DFでは、左サイドバックのスペシャリストである車屋紳太郎ではなく、左右どちらもこなせる酒井高徳を選んだ。MFとFWでは、トップ下タイプの森岡亮太とハリルホジッチ氏がウイングのジョーカーとして期待していた中島翔哉が落選し、幅広いポジションをこなせる岡崎慎司と武藤嘉紀が復活した。
「ポリバレント」「幅広い」という言葉は聞こえはいい。だが、様々なポジションをこなせる反面、決め手に欠けるともとれる。「どちらのポジションもできる」と「どちらもできない」は紙一重だ。
ハリルホジッチ氏は、対戦相手であるコロンビア、セネガル、ポーランドを「かなり」格上に見ていた。組織的に戦いつつも、局地的には個人対個人になってしまう場面を想定し、「どちらも無難に」よりも「難はあるがハマれば強い」を優先していた。

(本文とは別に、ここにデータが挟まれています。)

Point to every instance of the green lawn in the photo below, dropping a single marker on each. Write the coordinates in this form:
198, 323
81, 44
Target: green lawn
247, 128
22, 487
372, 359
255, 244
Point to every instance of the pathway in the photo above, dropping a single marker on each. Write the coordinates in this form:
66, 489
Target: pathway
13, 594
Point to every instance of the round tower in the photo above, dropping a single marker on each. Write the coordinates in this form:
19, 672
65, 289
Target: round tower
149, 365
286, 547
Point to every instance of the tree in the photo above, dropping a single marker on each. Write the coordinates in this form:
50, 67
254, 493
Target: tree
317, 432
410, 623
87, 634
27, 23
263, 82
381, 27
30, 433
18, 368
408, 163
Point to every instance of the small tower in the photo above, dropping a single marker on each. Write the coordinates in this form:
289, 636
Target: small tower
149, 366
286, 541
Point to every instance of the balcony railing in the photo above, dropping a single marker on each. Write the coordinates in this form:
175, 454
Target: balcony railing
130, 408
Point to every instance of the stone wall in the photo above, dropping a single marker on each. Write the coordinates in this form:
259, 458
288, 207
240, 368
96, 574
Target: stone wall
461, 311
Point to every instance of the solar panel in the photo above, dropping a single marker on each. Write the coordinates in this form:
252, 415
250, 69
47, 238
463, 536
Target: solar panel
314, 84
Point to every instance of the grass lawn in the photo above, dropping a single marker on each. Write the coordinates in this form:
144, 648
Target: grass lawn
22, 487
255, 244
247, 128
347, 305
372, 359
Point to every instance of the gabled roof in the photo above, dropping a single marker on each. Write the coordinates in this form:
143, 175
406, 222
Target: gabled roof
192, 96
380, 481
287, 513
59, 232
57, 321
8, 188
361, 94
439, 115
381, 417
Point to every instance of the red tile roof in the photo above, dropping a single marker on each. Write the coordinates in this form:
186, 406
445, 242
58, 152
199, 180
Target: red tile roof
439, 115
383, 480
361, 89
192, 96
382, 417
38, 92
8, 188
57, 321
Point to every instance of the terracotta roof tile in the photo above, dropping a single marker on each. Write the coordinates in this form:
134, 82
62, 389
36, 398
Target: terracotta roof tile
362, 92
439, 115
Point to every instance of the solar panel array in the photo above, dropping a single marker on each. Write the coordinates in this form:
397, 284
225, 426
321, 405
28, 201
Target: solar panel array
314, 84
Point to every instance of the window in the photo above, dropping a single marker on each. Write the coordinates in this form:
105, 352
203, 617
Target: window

ワールドカップは短期決戦だ。複数ポジションをこなす選手はベンチメンバーとして心強いと思われがちだが、形成を逆転する、あるいはピンチの時の救世主としては期待しにくい。今回の27人には、試合の流れを変えるような「切り札」的存在がいない。日本に不利な展開で策がなかったザックジャパンのような不安を感じざるを得ない。
もちろん、これですべてが決まるわけではない。西野監督は記者会見では慎重に言葉を選びながらも、時おり矛盾しているようなことも言っていた。平たく言えば、何を言いたいのかよくわからない「西野節」だった。
マスコミを煙に巻くのは昔からの西野監督のスタイルとも言える。要するに、手の内は試合になるまで見せない。「勝負師」西野朗は複数の策を用意し、本番までに練り上げるはずだ。
ただし、現時点ではその細い藁(わら)にすがるしか望みはない。